Du carnet de santé numérique à la recherche en santé : que deviendront nos données ?

Publié le 7 Nov, 2018

Mardi, la ministre de la Santé, Agnès Buzyn, a lancé la généralisation du carnet de Santé numérique dont elle souhaite qu’il devienne demain « une évidence pour tous les français comme l’est devenu la carte vitale ». Le dispositif est testé depuis 2016 dans neuf départements.

 

Des données personnalisées centralisées sur la santé du patient

 

« Non obligatoire, “gratuit, confidentiel et sécurisé” », l’assurance maladie explique que le Dossier Médical Partagé (DMP) « “conserve précieusement” les informations de santé du patient, libre de les partager avec son médecin traitant, son kinésithérapeute, son infirmière »[1]. Il peut centraliser les « soins des 24 derniers mois, antécédents médicaux (pathologie, allergies…), résultats d’examens (radios, analyses biologiques…), comptes rendus d’hospitalisation ou encore coordonnées des proches à prévenir en cas d”urgence ». Il est prévu qu’il soit « automatiquement alimenté par l’Assurance maladie » pour être « immédiatement utile » aux soignants qui seront à leur tour « incités à l’alimenter ».

 

Les patients peuvent eux-mêmes ouvrir leur dossier en ligne sur dmp.fr ou bien auprès des caisses d’assurance maladie et les pharmaciens seront rémunérés d’un euros par « dossier créé ». Les infirmiers libéraux, « souvent au contact de patients peu mobiles » pourront eux aussi être intéressés financièrement… Le projet aurait déjà couté 210 millions d’euros selon la Cour des comptes pour un budget annuel de fonctionnement estimé à 15 millions d’euros.

 

Si seul le médecin traitant « peut accéder à l’ensemble des informations », le patient peut bloquer des informations le concernant, ajouter des documents ou supprimer des données de son DMP pour ne laisser à la consultation des professionnels de santé qu’il rencontre que ce qu’il souhaite.

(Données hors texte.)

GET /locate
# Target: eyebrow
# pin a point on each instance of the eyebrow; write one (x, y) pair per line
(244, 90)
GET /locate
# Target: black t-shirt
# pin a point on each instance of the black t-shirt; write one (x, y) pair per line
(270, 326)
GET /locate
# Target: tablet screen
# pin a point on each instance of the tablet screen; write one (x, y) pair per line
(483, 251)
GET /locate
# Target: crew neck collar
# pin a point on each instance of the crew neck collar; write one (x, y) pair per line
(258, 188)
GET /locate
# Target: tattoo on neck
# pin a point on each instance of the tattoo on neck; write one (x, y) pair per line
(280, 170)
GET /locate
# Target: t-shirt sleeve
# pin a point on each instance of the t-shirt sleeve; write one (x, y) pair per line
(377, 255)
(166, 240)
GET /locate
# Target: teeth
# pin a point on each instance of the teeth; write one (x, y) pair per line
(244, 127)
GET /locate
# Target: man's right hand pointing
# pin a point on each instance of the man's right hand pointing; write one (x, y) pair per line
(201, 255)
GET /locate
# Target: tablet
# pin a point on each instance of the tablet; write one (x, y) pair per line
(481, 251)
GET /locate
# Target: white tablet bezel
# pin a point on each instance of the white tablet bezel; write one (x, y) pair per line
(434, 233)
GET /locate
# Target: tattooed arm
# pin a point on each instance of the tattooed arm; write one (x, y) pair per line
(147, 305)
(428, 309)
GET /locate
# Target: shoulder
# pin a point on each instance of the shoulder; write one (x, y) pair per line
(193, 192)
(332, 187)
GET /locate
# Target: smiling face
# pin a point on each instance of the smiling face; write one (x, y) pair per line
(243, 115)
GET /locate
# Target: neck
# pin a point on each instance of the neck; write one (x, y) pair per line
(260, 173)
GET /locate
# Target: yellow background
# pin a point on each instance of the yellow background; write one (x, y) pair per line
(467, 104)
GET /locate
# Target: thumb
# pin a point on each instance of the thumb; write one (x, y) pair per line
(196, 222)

Bref, c’est un carnet de santé maitrisé et c’est bien vu, mais comme le carnet est alimenté en continu par l’assurance maladie, il va falloir en vérifier le contenu avant d’aller voir un dentiste si vous ne voulez pas qu’il ait connaissance de votre dernière consultation chez le psychiatre… Si vos consultations sont régulières ou variées, vous n’aurez pas intérêt à le laisser sans vigilance… Enfin, il est prévu que les données soient conservées 10 ans dans des « conditions de grande sécurité ».

 

Du dossier médical partagé au Health Data Hub

 

Dans le même temps, le ministère de la santé a annoncé le lancement d’un Health Data Hub pour début janvier 2019. Olivier Clatz, cofondateur de la société Therapixel à l’origine d’un algorithme dépistant les cancers du sein lors de mammographies, considère que c’est une « bonne idée » parce que le dispositif doit permettre aux  chercheurs de travailler « plus efficacement », et sur des données « ultrasécurisées »[2]. Il se trouve que pour être efficace, ce type de dispositif a besoin d’une énorme quantité de données. Simple coïncidences ? Opportunité ? Le carnet de santé numérique serait-il destiné à enrichir les bases de données de l’Health Data Hub ? Les utilisateurs en seront-ils informés ?

 

La question n’est pas sans intérêt. Ce matin, Jean-Gabriel Ganascia, professeur à l’université Pierre et Marie Curie, chercheur en intelligence artificielle, président du comité d’éthique du CNRS, auditionné par la Mission parlementaire sur la révision de la loi de bioéthique de l’Assemblée nationale, soulevait la question de la « rupture de lien entre les données et le patient » et il soulignait que l’anonymisation absolue des données était impossible, qu’il y avait toujours moyen de retrouver une personne par recoupements. D’une faille technique, on se dirige pas à pas vers la faille éthique… une fois encore quelle information recevront les titulaires de ce carnet ? Que dira la loi de bioéthique révisée sur ces questions ?

 

Enfin, dès avril 2019, le DMP pourra contenir les directives anticipées des patients. Nul doute : à la vie, à la mort, nous n’échapperons plus à nos données ! Gare à celui qui change d’avis !

 



[1] AFP, Aurélie Carabin – le gouvernement prmeut le carnet de santé numérique, « indispensable » à tous.